TIP: The Commissioner has given anyone who has participated in such arrangements until 30 April 2011 to contact the Tax Office for guidance. Mr D'Ascenzo said taxpayers will be entitled to a reduction in any penalties that might apply if an arrangement is proved to be ineffective.
Calculating Distributable Surplus when Tax Bill Amended
The Tax Office has indicated that it will administer the law in accordance with the findings of a recent Full Federal Court decision. The case concerned whether income tax and general interest charge (GIC) assessed by an amended assessment are taken into account when calculating a company's net assets and distributable surplus. This calculation is important because the amount of deemed dividend for a loan, payment or debt forgiveness by a company to its shareholder (or associate of the shareholder) is restricted to the company's distributable surplus for an income year.
The crux of the Court's decision is: if a company receives an amended assessment with tax and GIC payable for a previous year, the company's distributable surplus for that income year needs to be recalculated by reducing the surplus by the amount of the tax and GIC payable on the amended assessment – this may result in lower individual tax bills for individuals who receive the deemed dividend.
Watch Out for Scammers, Says
Tax Office
The Commissioner has reminded people to be aware of scam behaviour and to report anything suspicious.
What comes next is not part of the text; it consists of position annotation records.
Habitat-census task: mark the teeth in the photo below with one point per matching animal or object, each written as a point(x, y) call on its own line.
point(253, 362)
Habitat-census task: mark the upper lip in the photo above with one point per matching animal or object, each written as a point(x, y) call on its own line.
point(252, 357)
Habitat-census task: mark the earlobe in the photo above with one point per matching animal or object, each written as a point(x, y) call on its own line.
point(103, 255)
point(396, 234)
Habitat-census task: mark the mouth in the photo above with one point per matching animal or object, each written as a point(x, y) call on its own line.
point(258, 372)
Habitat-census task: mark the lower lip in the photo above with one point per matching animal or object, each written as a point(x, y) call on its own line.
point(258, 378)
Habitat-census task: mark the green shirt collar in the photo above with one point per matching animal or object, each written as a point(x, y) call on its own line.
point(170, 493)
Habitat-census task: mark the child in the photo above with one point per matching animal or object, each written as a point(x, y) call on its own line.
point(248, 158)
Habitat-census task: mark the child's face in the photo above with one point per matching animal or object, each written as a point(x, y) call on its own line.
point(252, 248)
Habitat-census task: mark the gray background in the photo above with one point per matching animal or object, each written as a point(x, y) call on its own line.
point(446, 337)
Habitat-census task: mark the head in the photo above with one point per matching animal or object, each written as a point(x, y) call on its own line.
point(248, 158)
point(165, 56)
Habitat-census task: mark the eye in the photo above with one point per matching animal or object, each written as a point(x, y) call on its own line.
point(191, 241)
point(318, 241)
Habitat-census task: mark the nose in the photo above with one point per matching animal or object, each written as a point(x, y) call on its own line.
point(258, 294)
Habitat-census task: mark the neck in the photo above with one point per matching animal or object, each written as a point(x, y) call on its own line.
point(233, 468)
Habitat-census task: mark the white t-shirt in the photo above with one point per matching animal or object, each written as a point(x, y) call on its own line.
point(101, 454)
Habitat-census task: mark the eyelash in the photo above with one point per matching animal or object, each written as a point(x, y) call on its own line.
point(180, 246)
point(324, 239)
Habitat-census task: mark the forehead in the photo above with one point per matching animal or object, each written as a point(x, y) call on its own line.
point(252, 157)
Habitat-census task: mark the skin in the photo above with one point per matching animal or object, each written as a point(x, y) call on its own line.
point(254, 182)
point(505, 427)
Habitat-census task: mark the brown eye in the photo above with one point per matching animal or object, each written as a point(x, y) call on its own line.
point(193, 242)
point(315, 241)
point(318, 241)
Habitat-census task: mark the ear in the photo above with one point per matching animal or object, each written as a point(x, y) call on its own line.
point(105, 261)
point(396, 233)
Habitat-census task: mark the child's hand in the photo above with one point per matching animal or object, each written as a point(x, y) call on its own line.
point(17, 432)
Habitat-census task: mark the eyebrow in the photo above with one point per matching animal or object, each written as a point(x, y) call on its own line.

The focus of scams in most instances is to steal personal information. The Tax Office says scammers use phone calls, letters, text messages, emails, bogus websites and even job advertisements to try to obtain financial or other personal details. Once scammers have this information they can steal an individual's identity and commit fraud. Suspicious behaviour can be reported to the Tax Office confidentially by phoning 1800 060 062.
Eye Glasses Discount Deal Throws New Light on GST Calculation
A retailer of spectacles has won a court case regarding the correct calculation of GST in relation to spectacles it sold to customers under a special promotion. Broadly, the taxpayer offered its customers spectacle frames at a discount provided they purchase the lenses at full price. The lenses are GST-free, whereas the frames are a taxable supply – together the spectacles are referred to as a "mixed supply". The Full Federal Court agreed with the taxpayer that the discount should only be applied to the frames, and not apportioned between the lenses and the frames as contended by the Commissioner.
TIP: The Court's method may result in a lower amount of GST payable than the method contended by the Commissioner in the case.
Tax Office's Approach to
Self-Managed Super Funds
Affected by Floods
The Commissioner has given an indication of how the Tax Office will deal with self-managed superannuation funds (SMSFs) that own flood or cyclone-damaged buildings purchased under the strict borrowing rules contained in the superannuation law. Mr D'Ascenzo noted that SMSFs in these situations may be prevented from making improvements without breaching the rules. However, while the Commissioner does not have the discretion to treat an improvement as a repair, he said the Tax Office will not be seeking to make fine distinctions when having regard to what is available to repair what has been damaged.